The downtime rules have to be, as noted, beefy. Like, you have to be able to handle as a downtime mechanic "I rule a nation, and try to expand its empire", without pulling out the 5e combat rules or whatever. Interesting things and failures can happen in downtime.

Aging rules are gonna be needed. You'll want next generation rules after the 20 year old barbarian hero PC becomes a 40 year old king, without making the elf (who is still in the prime of their life) boring or overpowered. These next generation heros need a way to justify being at some reasonable power level, without making old heroes feel disposable.

I might want a character building game to justify gaining levels? Like, explicit power sources? And those power sources cap the level the character can reach (and maybe act like attuned magic items). So new PCs introduced have power sources pre-attached to them; they are things that justify with the PC is a level 10 character (story-wise) that isn't "I spent a bunch of time killing goblins in caves. What have you been up to you lazy bones?" (see above; downtime can't generate XP, so gaining levels requires milestones; if we abstract that to power sources, then level = access to power source for potential, plus XP to refine it.)

This rotates back to stuff like Warlocks and Clerics. You could imagine a Warlock being granted a level 5 power source pact to start with. In order to pass level 5, they need another power source; possibly the patron would offer one for ... additional services. Or maybe the warlock seeks a seperate power source (kill a demon lord? Everyone get a 1 level power source!) and not be obligated further to their master.

Classes without built-in masters would have to find their own power sources in adventuring or their background. And "child of a demon slayer" is a decent power source.
These are really cool ideas! I really like the idea of tying milestone leveling into something tied to the campaign setting.
 

I love Wildermyth and it's definitely an inspiration. I think you have a good point that the characters should have identities separate from just being adventurers.
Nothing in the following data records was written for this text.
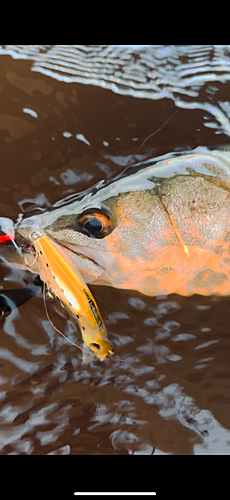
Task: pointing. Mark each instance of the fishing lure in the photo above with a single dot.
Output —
(66, 283)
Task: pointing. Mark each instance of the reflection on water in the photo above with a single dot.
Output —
(167, 388)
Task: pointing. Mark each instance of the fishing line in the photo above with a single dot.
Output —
(158, 130)
(51, 322)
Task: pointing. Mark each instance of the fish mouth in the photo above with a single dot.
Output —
(84, 253)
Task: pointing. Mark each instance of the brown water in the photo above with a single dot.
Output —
(167, 388)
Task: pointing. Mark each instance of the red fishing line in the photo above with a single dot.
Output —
(7, 237)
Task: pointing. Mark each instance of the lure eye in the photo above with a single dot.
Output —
(95, 224)
(24, 244)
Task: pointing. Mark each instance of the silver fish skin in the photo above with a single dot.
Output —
(161, 227)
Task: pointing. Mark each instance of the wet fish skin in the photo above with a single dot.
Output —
(161, 228)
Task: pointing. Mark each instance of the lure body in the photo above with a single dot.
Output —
(67, 285)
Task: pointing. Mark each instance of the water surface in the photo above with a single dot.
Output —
(167, 388)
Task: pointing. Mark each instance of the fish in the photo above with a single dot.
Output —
(161, 227)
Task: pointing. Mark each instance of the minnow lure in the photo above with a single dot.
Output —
(66, 283)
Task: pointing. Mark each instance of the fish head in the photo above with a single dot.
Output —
(108, 234)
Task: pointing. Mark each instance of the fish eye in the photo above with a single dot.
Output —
(94, 344)
(95, 223)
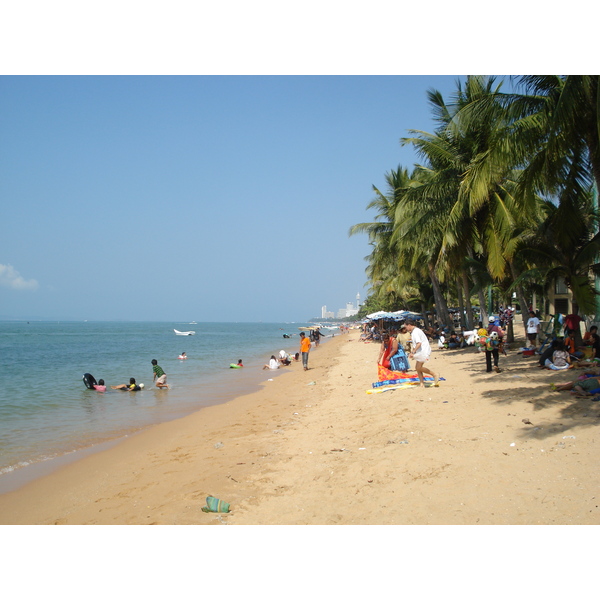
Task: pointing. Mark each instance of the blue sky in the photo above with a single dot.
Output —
(195, 197)
(205, 161)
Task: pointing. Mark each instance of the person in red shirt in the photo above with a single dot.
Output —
(304, 349)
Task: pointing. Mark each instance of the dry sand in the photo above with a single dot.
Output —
(314, 448)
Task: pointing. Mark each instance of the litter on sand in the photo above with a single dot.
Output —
(215, 505)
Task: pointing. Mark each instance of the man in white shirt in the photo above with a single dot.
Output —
(421, 350)
(533, 329)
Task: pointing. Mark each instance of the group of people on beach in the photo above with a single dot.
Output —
(160, 379)
(285, 359)
(393, 351)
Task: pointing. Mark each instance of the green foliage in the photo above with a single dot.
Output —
(503, 196)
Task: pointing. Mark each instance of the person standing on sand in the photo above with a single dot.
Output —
(159, 375)
(304, 349)
(533, 329)
(492, 345)
(421, 351)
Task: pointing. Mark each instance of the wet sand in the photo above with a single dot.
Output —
(314, 448)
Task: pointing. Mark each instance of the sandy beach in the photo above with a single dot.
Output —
(314, 448)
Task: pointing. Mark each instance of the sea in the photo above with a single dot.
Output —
(48, 416)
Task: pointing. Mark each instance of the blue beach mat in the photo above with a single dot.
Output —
(215, 505)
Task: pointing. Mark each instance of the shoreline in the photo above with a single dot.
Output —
(314, 448)
(216, 388)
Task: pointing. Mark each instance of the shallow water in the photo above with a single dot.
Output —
(46, 411)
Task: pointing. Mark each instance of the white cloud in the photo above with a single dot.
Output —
(11, 278)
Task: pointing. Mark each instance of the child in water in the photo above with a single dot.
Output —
(159, 375)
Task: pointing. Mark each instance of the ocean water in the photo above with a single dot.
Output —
(47, 412)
I wonder if this kind of campaign would benefit from some Level 0 sessions just to get a feel for daily life in the setting.
family and outside goals

those are the things I have found that help
 

Blue

Ravenous Bugblatter Beast of Traal
Easy, there aren't "adventurers". There's a certain infrastructure of ruins and dungeons, hostile humanoids, feral creatures and dangerous abominations that makes being a very deadly career worthwhile.

Remove it.

Instead have some people, perhaps all marked by fate or destiny, that are reluctant heroes. Over time they grow to have lives, families, businesses, and those who rely on them. Yet when the dread comet hangs in the sky, these are the ones the Goddess of Wyrd has indicated can solve it.

So start them as teens, do a 1st level adventure. Have them grow to understand a bit about their destiny. Then do a montage about the good times for the next five years, with everyone adding after your foundation and weaving their characters into it.
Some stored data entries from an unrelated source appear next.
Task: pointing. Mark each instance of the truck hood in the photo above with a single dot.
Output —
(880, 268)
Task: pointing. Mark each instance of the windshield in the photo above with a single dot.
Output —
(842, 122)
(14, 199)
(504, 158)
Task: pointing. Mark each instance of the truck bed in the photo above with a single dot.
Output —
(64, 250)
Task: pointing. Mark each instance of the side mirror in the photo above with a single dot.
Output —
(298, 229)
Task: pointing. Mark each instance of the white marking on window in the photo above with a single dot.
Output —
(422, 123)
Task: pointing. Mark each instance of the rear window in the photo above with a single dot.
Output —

Then once again the omen hangs overhead, and as 3rd level characters they are off to deal with things, weighed down with some generous gear the village has granted them.

The next downtime tell of how they had parades, how people start to listen to their word. Spend more time with them about the next time of peace. Or use a system like Microscope to work out what happens as a minigame within the campaign. Then once again the omen hangs. Perhaps it's not as clear this time, and while they start at 5th it's months and they end at 7th or 8th.

Continue the cycle until it near the end of their lives. Powerful, but ready to move on. But what the omen warns of of this time? It sounds impossible. For the final battle give them rules for martyrdom where they can shine very brightly, but for only a very short time. And balance the challenges so they will need it.

And those that do, get accepted as demigods into the pantheon alongside the Goddess of Wyrd, while the others get to finally retire, the mark of destiny gone from their flesh, but their mark on history secure and on the future still to come.